Older compiler versions might choose to implement sqrt(x) as x * approx_rsqrt(x) with a Newton-Raphson iteration for -ffast-math, because older CPUs had a slower sqrtps instruction so it was more often worth it to replace it with an approximation of the reciprocal-sqrt + 3 or 4 more multiply and add instructions. This is generally not the case in most code for recent CPUs, so even if you use the same tuning options (especially the default -mtune=generic instead of -mtune=haswell for example), the choices that option makes can change between GCC versions.

It's hard enough to get deterministic FP without -ffast-math; different libraries on different OSes have different implementations of functions like sin and log (which unlike the basic ops + - * / sqrt are not required to return a "correctly rounded" result, i.e. max error 0.5ulp).

And extra precision for temporaries (FLT_EVAL_METHOD) can change the results if you compile for 32-bit x86 with x87 FP math. (-mfpmath=387 is the default for -m32). If you want to have any hope here, you'll want to avoid 32-bit x86. Or if you're stuck with it, maybe you can get away with -msse2 -mfpmath=sse...

You mentioned Windows, so I'm assuming you're only talking about x86 GNU/Linux, even though Linux runs on many other ISAs.

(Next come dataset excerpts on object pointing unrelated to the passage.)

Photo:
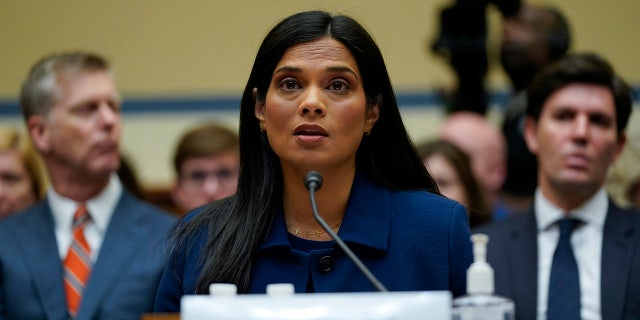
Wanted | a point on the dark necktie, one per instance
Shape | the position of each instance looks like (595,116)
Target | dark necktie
(564,282)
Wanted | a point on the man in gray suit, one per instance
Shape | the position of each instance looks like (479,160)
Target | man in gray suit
(577,113)
(72,112)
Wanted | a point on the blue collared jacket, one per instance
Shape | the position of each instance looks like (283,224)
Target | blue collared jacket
(410,240)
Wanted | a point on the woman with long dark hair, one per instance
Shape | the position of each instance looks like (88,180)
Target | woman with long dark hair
(319,98)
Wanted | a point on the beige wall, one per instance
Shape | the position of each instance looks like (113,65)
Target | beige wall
(170,48)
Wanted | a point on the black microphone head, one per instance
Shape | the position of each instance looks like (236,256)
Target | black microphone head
(313,179)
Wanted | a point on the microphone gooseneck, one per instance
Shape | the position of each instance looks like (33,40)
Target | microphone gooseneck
(313,182)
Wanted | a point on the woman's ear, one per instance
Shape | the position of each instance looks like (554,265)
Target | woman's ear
(373,113)
(259,108)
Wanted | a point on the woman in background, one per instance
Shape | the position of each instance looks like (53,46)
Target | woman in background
(22,178)
(450,167)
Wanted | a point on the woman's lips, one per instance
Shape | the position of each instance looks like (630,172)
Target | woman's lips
(310,133)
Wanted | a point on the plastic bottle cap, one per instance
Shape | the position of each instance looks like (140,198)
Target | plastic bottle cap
(223,289)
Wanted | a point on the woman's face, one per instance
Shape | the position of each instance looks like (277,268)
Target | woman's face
(447,178)
(16,190)
(315,111)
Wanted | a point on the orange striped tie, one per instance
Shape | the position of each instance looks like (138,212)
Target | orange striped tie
(77,264)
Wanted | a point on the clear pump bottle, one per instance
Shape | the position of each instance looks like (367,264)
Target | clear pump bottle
(481,303)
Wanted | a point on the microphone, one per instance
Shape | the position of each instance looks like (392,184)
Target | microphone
(313,182)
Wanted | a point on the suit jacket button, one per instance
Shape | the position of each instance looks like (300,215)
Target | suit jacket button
(326,264)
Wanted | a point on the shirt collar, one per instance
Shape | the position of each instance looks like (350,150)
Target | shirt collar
(100,207)
(592,211)
(366,221)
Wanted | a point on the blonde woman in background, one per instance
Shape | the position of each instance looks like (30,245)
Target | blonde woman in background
(22,177)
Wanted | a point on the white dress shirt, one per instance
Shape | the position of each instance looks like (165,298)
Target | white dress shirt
(586,241)
(100,209)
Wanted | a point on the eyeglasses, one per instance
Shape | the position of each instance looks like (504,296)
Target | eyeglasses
(223,176)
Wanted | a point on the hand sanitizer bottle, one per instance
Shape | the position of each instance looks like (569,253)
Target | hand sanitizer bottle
(480,303)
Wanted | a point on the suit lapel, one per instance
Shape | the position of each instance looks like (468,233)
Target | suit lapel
(523,258)
(616,261)
(41,255)
(125,232)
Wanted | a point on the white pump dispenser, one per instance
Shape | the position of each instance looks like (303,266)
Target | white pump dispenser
(480,303)
(480,274)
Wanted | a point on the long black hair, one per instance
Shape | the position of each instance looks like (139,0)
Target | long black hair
(236,227)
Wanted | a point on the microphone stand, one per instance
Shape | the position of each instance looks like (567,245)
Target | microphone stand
(313,182)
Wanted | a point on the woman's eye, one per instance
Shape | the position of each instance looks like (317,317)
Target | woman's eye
(288,84)
(339,86)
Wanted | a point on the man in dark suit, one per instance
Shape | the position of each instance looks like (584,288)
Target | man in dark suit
(90,250)
(577,113)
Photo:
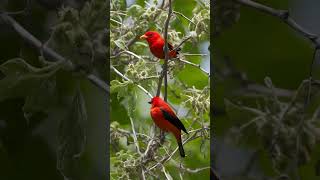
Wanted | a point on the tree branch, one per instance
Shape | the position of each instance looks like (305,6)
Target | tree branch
(284,16)
(166,50)
(36,43)
(127,79)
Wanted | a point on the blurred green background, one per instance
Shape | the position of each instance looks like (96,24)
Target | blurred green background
(39,116)
(249,47)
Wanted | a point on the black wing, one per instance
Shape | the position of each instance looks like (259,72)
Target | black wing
(171,48)
(173,120)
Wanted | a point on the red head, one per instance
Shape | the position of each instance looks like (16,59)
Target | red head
(157,101)
(151,36)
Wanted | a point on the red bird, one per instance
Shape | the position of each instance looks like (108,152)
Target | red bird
(156,45)
(164,117)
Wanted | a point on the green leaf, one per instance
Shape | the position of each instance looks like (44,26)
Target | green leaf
(121,44)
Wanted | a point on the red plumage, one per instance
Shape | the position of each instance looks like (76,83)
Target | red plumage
(156,45)
(165,118)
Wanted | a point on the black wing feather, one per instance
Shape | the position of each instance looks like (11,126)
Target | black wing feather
(171,48)
(173,120)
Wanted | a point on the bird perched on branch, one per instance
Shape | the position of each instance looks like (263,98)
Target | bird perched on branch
(156,45)
(165,118)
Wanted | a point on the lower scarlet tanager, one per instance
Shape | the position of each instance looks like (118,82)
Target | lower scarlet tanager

But even just within x86, compiling with -march=haswell enables use of FMA instructions, and GCC defaults to #pragma STDC FP_CONTRACT ON (even across C statements, beyond what the usual ISO C rules allow.) So actually even without -ffast-math, FMA availability can remove rounding for the x*y temporary in x*y + z.

With -ffast-math:

One version of gcc might decide to unroll a loop by 2 (and use 2 separate accumulators), when summing sum an array, while an older version of gcc with the same options might still sum in order.

(Actually current gcc is terrible at this, when it does unroll (not by default) it often still uses the same (vector) accumulator so it doesn't hide FP latency the way clang does. e.g. https://godbolt.org/z/X6DTxK uses different registers for the same variable, but it's still just one accumulator, no vertical addition after the sum loop. But hopefully future gcc versions will be better. And differences between gcc versions in how they do a horizontal sum of a YMM or XMM register could introduce differences there when auto-vectorizing)